PyTorch Model Parallelism
When working with deep learning models, you might encounter situations where your model is too large to fit into the memory of a single GPU. This is where model parallelism comes into play. Unlike data parallelism, which distributes batches of data across multiple devices, model parallelism splits the model itself across multiple devices.
What is Model Parallelism?
Model parallelism is a distributed training technique that divides a neural network model across multiple computing devices (usually GPUs). This approach is useful when:
- Your model is too large to fit into a single GPU's memory
- The model consists of components that can be naturally separated
- You want to optimize the use of specialized hardware for different parts of your model
Why Use Model Parallelism?
As deep learning models grow in size and complexity (like GPT, BERT, etc.), they may not fit into the memory of a single GPU. For example, models with billions of parameters require model parallelism to train efficiently.
Basic Model Parallelism in PyTorch
Let's start with a simple example where we manually split a model across two GPUs:
import torch
import torch.nn as nn
class ModelParallelExample(nn.Module):
def __init__(self):
super(ModelParallelExample, self).__init__()
# First part of the model on GPU 0
self.part1 = nn.Sequential(
nn.Linear(20, 500),
nn.ReLU(),
nn.Linear(500, 500),
nn.ReLU()
).to('cuda:0')
# Second part of the model on GPU 1
self.part2 = nn.Sequential(
nn.Linear(500, 500),
nn.ReLU(),
nn.Linear(500, 10)
).to('cuda:1')
def forward(self, x):
# Input on CPU or GPU 0
x = x.to('cuda:0')
# Forward through part1
x = self.part1(x)
# Transfer to GPU 1
x = x.to('cuda:1')
# Forward through part2
return self.part2(x)
# Create model instance
model = ModelParallelExample()
# Sample input
input_tensor = torch.randn(32, 20) # Batch size 32, input size 20
output = model(input_tensor)
print(f"Output shape: {output.shape}")
print(f"Output device: {output.device}")
Output:
Output shape: torch.Size([32, 10])
Output device: cuda:1
In this example, we:
- Split our model into two parts
- Placed each part on a different GPU
- Handled the transfer of data between GPUs in the forward pass
Note on Memory Transfer Overhead
While this approach works, it introduces overhead from transferring intermediate outputs between GPUs. This can sometimes outweigh the benefits of using multiple GPUs, especially for small models or fast operations.
Pipeline Parallelism
For more efficient model parallelism, PyTorch offers pipeline parallelism which helps reduce memory transfer overhead by processing mini-batches in a pipelined fashion.

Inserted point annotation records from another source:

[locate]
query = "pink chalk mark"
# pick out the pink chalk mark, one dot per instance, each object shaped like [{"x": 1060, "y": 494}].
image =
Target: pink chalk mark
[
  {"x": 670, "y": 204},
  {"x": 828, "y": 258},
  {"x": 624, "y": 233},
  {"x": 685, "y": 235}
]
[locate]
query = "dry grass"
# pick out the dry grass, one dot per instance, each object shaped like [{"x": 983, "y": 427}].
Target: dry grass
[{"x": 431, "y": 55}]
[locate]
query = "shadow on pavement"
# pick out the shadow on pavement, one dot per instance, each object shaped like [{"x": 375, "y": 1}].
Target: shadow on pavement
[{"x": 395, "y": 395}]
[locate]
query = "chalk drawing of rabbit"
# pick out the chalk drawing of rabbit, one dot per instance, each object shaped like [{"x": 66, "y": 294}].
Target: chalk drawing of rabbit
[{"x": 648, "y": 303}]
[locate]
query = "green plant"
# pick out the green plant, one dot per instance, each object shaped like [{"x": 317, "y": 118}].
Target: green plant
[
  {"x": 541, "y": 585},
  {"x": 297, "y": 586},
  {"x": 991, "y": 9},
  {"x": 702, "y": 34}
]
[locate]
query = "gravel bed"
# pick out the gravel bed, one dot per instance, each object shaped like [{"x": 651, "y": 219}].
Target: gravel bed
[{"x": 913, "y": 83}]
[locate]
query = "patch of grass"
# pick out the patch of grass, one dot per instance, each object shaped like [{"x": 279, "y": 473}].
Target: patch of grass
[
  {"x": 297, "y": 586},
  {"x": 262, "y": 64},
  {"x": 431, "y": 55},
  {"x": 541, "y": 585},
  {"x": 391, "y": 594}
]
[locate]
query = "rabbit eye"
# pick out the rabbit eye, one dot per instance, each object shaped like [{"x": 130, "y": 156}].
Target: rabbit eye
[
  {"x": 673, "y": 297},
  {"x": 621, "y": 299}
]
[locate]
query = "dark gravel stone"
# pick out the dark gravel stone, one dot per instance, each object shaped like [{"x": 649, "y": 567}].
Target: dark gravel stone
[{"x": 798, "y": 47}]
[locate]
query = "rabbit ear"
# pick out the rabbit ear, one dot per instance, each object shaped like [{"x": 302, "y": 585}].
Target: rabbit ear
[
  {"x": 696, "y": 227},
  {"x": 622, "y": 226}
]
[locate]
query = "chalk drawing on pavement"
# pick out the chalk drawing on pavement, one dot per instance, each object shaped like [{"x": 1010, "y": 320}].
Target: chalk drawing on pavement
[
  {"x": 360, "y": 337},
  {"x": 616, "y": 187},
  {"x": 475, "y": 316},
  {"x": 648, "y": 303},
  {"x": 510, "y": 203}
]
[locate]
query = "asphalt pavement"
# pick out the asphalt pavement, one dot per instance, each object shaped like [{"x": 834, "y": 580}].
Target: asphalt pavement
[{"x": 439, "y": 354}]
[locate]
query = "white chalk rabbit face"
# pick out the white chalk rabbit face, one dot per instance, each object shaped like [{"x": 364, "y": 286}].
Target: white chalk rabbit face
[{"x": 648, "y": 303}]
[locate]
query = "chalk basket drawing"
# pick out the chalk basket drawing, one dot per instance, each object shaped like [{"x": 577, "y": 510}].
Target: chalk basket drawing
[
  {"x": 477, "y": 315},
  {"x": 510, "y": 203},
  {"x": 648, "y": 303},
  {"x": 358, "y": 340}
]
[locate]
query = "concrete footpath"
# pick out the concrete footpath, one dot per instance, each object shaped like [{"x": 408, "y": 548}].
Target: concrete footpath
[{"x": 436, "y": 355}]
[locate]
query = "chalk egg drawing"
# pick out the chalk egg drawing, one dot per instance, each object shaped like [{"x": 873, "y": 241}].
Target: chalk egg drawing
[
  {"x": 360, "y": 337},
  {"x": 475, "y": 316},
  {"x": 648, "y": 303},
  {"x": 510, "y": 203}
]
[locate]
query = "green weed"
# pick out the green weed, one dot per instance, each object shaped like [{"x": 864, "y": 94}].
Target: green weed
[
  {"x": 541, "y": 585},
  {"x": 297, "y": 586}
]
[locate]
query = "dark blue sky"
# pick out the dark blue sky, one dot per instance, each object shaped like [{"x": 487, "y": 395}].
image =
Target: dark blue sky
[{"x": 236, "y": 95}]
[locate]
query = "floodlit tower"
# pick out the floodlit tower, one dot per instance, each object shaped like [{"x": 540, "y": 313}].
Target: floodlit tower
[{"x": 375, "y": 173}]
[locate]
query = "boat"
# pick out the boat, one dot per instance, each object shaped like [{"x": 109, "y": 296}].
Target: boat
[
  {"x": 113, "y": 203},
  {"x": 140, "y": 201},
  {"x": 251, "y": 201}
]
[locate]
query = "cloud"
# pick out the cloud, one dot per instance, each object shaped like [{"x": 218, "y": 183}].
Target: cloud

Here's a simplified example using PyTorch's nn.Sequential
and manually implementing pipeline stages:
import torch
import torch.nn as nn
class PipelineParallelModule(nn.Module):
def __init__(self, split_size=32):
super(PipelineParallelModule, self).__init__()
# Networks on different devices
self.stage1 = nn.Sequential(
nn.Linear(20, 500),
nn.ReLU()
).to('cuda:0')
self.stage2 = nn.Sequential(
nn.Linear(500, 500),
nn.ReLU()
).to('cuda:1')
self.stage3 = nn.Sequential(
nn.Linear(500, 10)
).to('cuda:0')
self.split_size = split_size
def forward(self, x):
# Split input into chunks for pipeline parallelism
chunks = x.split(self.split_size)
output_chunks = []
for chunk in chunks:
# Process through stage 1 (GPU 0)
out = self.stage1(chunk.to('cuda:0'))
# Process through stage 2 (GPU 1)
out = self.stage2(out.to('cuda:1'))
# Process through stage 3 (GPU 0)
out = self.stage3(out.to('cuda:0'))
output_chunks.append(out)
# Concatenate results
return torch.cat(output_chunks, dim=0)
# Create model
model = PipelineParallelModule()
# Sample input (batch size 128)
input_tensor = torch.randn(128, 20)
output = model(input_tensor)
print(f"Input shape: {input_tensor.shape}")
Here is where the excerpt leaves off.